AutoHarness frames harness generation as a program search problem. It uses Thompson‑sampling‑guided tree search to balance exploration (trying diverse logic structures) and exploitation (refining promising harnesses).

Three harness modes are supported:

harness‑as‑action‑filter : generate a set of legal action candidates, then let the LLM rank and select.

harness‑as‑action‑verifier (primary experiment): LLM proposes an action, code verifies legality, and illegal actions trigger a retry.

harness‑as‑policy : implement the entire policy in Python code, eliminating LLM calls at test time.

The iterative loop is feedback‑driven: the environment returns legality signals and rewards; based on error cases and trajectories, the LLM produces code patches (V4A format); a compile‑repair cycle automatically fixes syntax errors and runtime constraint violations.

2.3 Experimental Results

AutoHarness was evaluated on 145 TextArena games (excluding free‑text dialogue). Training converged quickly: on average 14.5 tree‑search iterations achieved 100 % legal‑action rate, with 19 of 32 games converging within 10 iterations.

Two‑player (2P) games : Gemini‑2.5‑Flash equipped with harness achieved a 9/16 win‑rate (56.3 % overall) against Gemini‑2.5‑Pro (38.2 %).
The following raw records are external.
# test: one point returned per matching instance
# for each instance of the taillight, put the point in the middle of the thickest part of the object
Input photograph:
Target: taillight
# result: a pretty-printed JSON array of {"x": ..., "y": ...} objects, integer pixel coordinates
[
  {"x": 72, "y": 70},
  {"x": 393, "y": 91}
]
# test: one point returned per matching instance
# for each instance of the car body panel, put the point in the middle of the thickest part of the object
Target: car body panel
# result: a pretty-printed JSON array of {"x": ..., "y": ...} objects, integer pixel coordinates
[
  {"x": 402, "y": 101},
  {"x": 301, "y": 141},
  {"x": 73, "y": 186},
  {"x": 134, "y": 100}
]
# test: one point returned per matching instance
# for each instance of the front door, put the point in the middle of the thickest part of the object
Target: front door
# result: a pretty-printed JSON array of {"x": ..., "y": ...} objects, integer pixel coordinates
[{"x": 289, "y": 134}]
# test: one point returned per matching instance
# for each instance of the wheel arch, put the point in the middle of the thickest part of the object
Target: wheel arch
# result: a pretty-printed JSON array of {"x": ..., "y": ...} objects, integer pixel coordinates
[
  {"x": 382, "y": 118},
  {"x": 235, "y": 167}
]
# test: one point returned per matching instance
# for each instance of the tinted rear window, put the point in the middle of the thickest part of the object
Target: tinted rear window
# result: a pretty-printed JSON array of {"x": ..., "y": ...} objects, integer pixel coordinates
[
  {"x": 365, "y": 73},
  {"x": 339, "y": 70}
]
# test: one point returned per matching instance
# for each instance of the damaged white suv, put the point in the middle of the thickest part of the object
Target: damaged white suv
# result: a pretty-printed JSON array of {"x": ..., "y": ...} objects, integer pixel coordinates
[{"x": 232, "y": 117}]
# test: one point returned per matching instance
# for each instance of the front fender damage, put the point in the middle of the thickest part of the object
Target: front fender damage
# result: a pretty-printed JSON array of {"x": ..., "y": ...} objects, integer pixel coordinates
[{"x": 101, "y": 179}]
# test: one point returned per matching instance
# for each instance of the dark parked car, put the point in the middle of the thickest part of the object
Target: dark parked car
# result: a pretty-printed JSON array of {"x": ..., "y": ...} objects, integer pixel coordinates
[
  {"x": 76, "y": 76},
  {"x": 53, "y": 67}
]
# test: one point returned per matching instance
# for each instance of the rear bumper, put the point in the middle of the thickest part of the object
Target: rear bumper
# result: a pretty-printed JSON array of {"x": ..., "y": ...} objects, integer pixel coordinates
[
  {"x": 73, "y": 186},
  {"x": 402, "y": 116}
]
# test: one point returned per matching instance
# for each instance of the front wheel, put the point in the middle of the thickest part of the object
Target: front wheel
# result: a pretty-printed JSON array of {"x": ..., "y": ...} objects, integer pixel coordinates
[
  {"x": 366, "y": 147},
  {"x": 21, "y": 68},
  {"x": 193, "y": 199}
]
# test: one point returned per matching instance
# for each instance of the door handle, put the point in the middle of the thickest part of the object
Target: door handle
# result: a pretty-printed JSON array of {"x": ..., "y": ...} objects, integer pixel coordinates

This demonstrates that a smaller model with a dedicated harness can outperform a larger model.

Single‑player (1P) games : average reward 0.745, surpassing Gemini‑2.5‑Pro (0.707) and GPT‑5.2 (0.635). In the “harness‑as‑policy” extreme, generating full strategy code yielded an average reward of 0.870, beating GPT‑5.2‑High (0.844) while incurring near‑zero test‑time cost (no LLM calls).

Conclusion

Reviewing these two papers reveals a common trend: research on LLM agents is shifting from “making models smarter” to “providing agents with more suitable harness frameworks.” The presented methods and results outline promising directions for LLM post‑training research through 2025‑2026.